Четыре дня спустя войско союзников вошло в распахнутые ворота Эфера.
Эпилог
Пронзительные крики чаек несутся над тёмно-голубой гладью залива Торговцев, наполняя сердца неясной тревогой и щемящей тоской по тому, что лежит за дальним горизонтом. Мачты сгрудившихся в порту кораблей весело поскрипывают под игривыми наскоками свежего весеннего ветерка. Невысокие волны гулко бьются о причал, привычно гудит многоязыкий порт златообильной Сенхеи, принимающий первые корабли после долгой и необычайно суровой зимы. Утро отплытия, казавшееся столь далёким, наступило, и жизнь почти уже разделилась на после и до. Осталось лишь перешагнуть невидимую границу, пролегающую прямо по сброшенным на причальные камни сходням.
‒ Ну что, ехать ещё не передумал? ‒ с деланой весёлостью спросил Эолай, кутаясь в тонкий шерстяной плащ.
‒ Нет, ‒ Хилон натужно скривился в ответ. Шутить почему-то не хотелось, но и друга он понимал. Ему сейчас, пожалуй, даже тяжелее. Уезжать непросто, но ждать и провожать труднее всего.
‒ И правильно. Столько серебра просто так выбросить, это не по-сенхейски. Собрался, так езжай, окупай затраты. И всё-таки не понимаю я, что ты собрался найти там, на Западе.
‒ Я и сам не понимаю, но знаю, что найти должен. Это мой долг перед Тефеем… а может и не только перед ним.
‒ А если его всё-таки убили эферияне…
‒ Ты уже и сам в это не веришь. Нет, друг мой, всё намного сложнее, и я обязан понять, что за этим стоит. К тому же, в Эйнемиде мне делать больше нечего…
‒ Ты опять за своё? Почему это нечего? Посмотри, сколько вокруг дел. Война окончена…
‒ Окончена ли?
‒ Ну, совсем войны не окончатся никогда, такова природа людей, и всё-таки Эферу конец. Их после победы так обобрали, что пережил ли там кто зиму ‒ большой вопрос. Война окончена, пришла весна. Надо по-новому обустраивать Эйнемиду, и тут уж тебе, Вершителю союзов, самое дело.
‒ Вершитель… ‒ Хилон невесело усмехнулся. ‒ Навершил я действительно немало.

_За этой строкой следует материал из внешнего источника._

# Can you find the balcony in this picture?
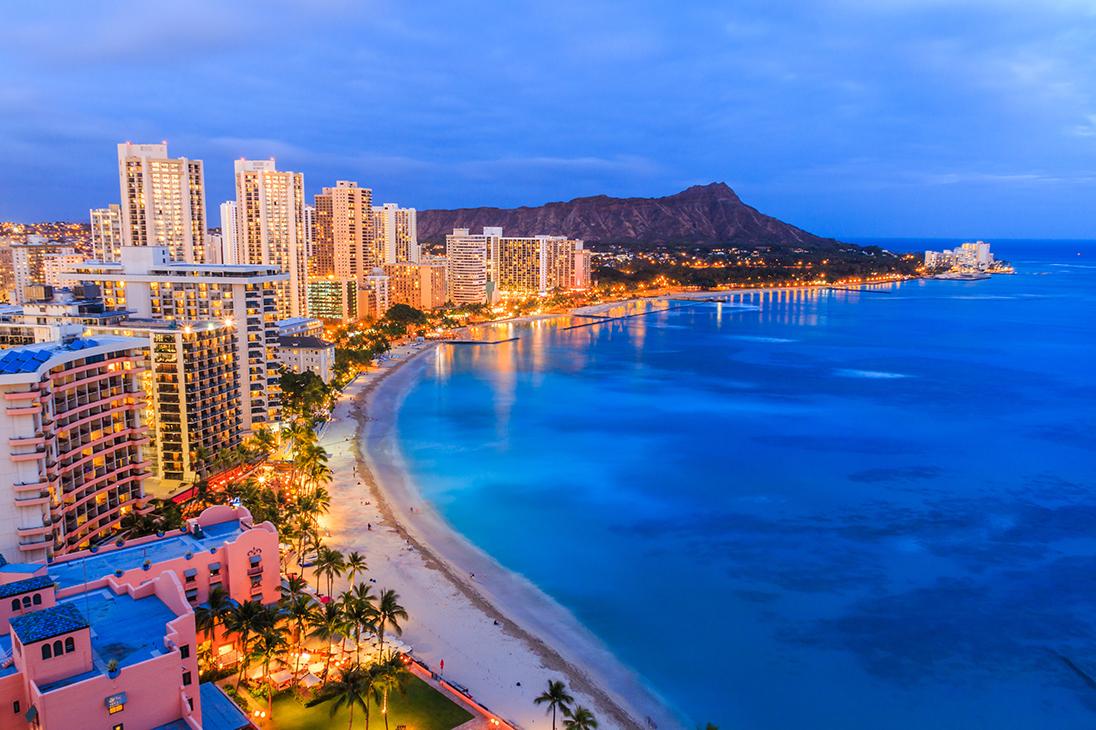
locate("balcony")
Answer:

‒ Вполне достаточно. Наши враги повержены, ты герой Сенхеи, а в Анфее правят твои друзья.
‒ Друзья. Уж не про Анексилая ли ты?
‒ Конечно. Он сейчас самый знаменитый человек в Эйнемиде. Я слышал, дома ему оказывают едва ли не царские почести, но это, наверное, обычная болтовня.
‒ М-да, болтовня. Вот что я тебе скажу, хоть и зову его другом: не будь уверен ни в чём, если речь идёт об Анексилае. Будь с ним осторожен и убеди в том же сенхейцев. Его легко недооценить, но этот человек одновременно подобен лисе и льву.

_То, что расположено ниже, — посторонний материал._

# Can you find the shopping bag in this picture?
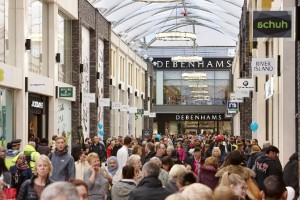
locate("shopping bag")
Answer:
[2,188,17,200]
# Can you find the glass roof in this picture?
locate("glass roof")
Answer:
[89,0,244,57]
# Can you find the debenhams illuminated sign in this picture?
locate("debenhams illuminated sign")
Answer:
[153,58,233,70]
[175,114,224,121]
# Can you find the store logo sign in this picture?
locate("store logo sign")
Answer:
[31,101,44,109]
[253,11,292,38]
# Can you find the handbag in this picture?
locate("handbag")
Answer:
[246,178,262,200]
[2,188,17,200]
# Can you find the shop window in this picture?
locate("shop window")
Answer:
[27,0,48,76]
[57,13,72,84]
[0,0,16,65]
[0,88,15,147]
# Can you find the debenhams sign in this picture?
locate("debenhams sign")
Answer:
[175,114,224,121]
[153,58,233,70]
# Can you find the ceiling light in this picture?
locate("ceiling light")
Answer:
[133,0,182,3]
[155,31,197,41]
[171,56,202,62]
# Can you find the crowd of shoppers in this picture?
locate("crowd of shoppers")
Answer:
[0,132,299,200]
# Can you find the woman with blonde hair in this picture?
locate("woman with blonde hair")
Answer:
[83,152,108,200]
[219,172,247,199]
[166,164,187,194]
[17,155,53,200]
[127,154,144,184]
[199,156,221,190]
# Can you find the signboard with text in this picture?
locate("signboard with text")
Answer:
[153,58,233,70]
[251,58,276,75]
[253,11,292,38]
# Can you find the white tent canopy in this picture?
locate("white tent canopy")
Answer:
[89,0,244,57]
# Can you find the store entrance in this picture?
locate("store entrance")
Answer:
[28,93,48,141]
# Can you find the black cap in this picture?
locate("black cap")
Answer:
[11,139,22,146]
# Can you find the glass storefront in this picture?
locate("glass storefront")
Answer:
[57,13,72,84]
[0,0,16,65]
[27,0,49,76]
[0,88,14,147]
[153,70,230,105]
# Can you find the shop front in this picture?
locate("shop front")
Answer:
[28,93,49,140]
[154,113,231,135]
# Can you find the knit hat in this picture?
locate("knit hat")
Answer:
[251,145,260,153]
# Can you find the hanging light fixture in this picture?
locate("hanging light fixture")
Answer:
[171,56,202,62]
[155,31,197,41]
[133,0,182,3]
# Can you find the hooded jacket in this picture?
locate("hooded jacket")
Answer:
[283,153,299,197]
[49,148,75,182]
[254,154,282,190]
[111,179,136,200]
[129,177,170,200]
[199,165,219,190]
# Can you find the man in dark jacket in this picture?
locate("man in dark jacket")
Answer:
[89,136,106,161]
[254,145,283,190]
[283,152,299,198]
[49,136,75,181]
[129,161,170,200]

‒ Должно быть, ты знаешь что-то, чего не знаю я… ‒ Эолай выжидательно посмотрел на Хилона, и, не получив ответа, усмехнулся. ‒ Ну, это дела ваши, а я, поверь мне, лучшего полководца Эйнемиды недооценивать не собираюсь.
‒ Я тоже так думал, ‒ угрюмо сказал Хилон. ‒ Когда-то давным-давно.
Хабрий и Агесиполид подошли к сходням одновременно. Урвософорец, как и Хилон, оделся в простую дорожную одежду, и теперь ничто не выдавало в нём жителя грозной Метониссы. Неарец же вырядился в красную мантию из гладкой блестящей ткани. Следом за ним двое помощников тащили бронзовый шар локтя в полтора диаметром, установленный на высокую треногу. Шар был окован причудливо переплетёнными и расписанными медными кольцами.
‒ А вот и ещё одни безумцы, готовые тащиться за тобой Эйленос не ведает куда, ‒ усмехнулся Эолай. ‒ Это ещё что за штука?
‒ Астролабон, ‒ Хабрий явно наслаждался удивлёнными взглядами. ‒ Новое, опытное устройство. Раскрывать, как это работает, запрещено, да и, в общем-то, бессмысленно, но, уверяю вас, в морском путешествии оно будет неоценимо… если, конечно, расчёты не врут. Мне уже не терпится опробовать его в настоящем деле. Соотечественники ждут моего отчёта с нетерпением.
‒ Да позволят тебе боги вернуться, чтобы доставить этот отчёт. Славные у тебя спутники, Хилон! Неарец со здоровенным медным шаром, а ещё и метониссец. Удивляюсь, Агесиполид, как тебя отпустили сородичи? У вас ведь, после драки с красно-чёрными, каждый мужчина на вес золота.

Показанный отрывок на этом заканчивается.